Are you all shopped out? Despite what you may have heard about those January post-holiday shopping doldrums, Federated Department Stores (NYSE:FD) had a good month. So good, in fact, that the company has raised its earnings expectations. Nonetheless, investors took a sour approach to the deal, bidding the shares down in early trading.

Federated raised its fourth-quarter earnings guidance to $2.25 to $2.27 per share, higher than its November guidance for $2.15 to $2.20 per share. The new range excludes tax-related gains. For 2003, it sees earnings of $3.47 to $3.49 a share. Same-store sales for the company behind Macy's, Bloomingdale's, and Burdines also increased 5.5% in January, even though it had previously expected same-store sales up or down 1%.

Despite news reports of retailers running out of steam in January, Federated thinks that the month's sales figures bode well for the rest of the year. The company occupies a middle-of-the-road pricing approach, so that it competes with other names you might find in the local mall.
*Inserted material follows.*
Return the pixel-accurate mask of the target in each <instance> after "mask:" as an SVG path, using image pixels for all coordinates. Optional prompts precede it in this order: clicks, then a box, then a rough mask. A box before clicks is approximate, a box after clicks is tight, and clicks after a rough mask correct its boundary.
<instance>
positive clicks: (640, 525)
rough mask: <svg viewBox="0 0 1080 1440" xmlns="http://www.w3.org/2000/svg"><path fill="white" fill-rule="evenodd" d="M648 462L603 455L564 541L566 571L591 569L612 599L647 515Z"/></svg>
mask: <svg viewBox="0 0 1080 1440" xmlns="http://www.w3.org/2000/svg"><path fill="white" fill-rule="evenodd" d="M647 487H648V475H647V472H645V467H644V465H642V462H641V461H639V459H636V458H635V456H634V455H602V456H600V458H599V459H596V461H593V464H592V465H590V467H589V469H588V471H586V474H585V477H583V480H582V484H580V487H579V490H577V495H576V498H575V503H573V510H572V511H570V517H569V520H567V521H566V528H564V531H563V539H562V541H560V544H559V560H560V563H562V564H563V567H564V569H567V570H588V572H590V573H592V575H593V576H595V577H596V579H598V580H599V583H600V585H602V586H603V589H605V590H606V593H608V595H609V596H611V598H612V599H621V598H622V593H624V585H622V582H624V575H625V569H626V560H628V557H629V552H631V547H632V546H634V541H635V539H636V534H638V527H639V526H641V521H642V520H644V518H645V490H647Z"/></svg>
These include May Department Stores (NYSE:MAY) (known for Hecht's and Lord & Taylor), J.C. Penney (NYSE:JCP), Nordstrom (NYSE:JWN), and Sears (NYSE:S), as well as discounters such as Wal-Mart (NYSE:WMT) and Target (NYSE:TGT).

However, simultaneous with the earnings news, was word of a centralization of Federated's home-related operations, which may result in some job cuts and transition costs. It put a 90-day tag on when it can comment on the financial aspect of the plan, though it said it doesn't expect transition costs to have a material impact on earnings.

Recent emphasis on the home -- spurred by the rash of homebuying -- has made the home-furnishing sector pretty popular. Last year, Federated's home-related category represented $2.6 billion, or 19%, of total sales for all stores under the Macy's brand. It argues that home fashions are less regionally and seasonally motivated than other areas of the business, and thereby ripe for a centralized approach.

It sounds like Federated is banking on the assumption that families in, say, the suburban Midwest furnish their homes like they do, for example, in the more urban East Coast cities. While this move may indeed cut precious costs, it's up in the air whether it will jump-start the company's home-furnishing category.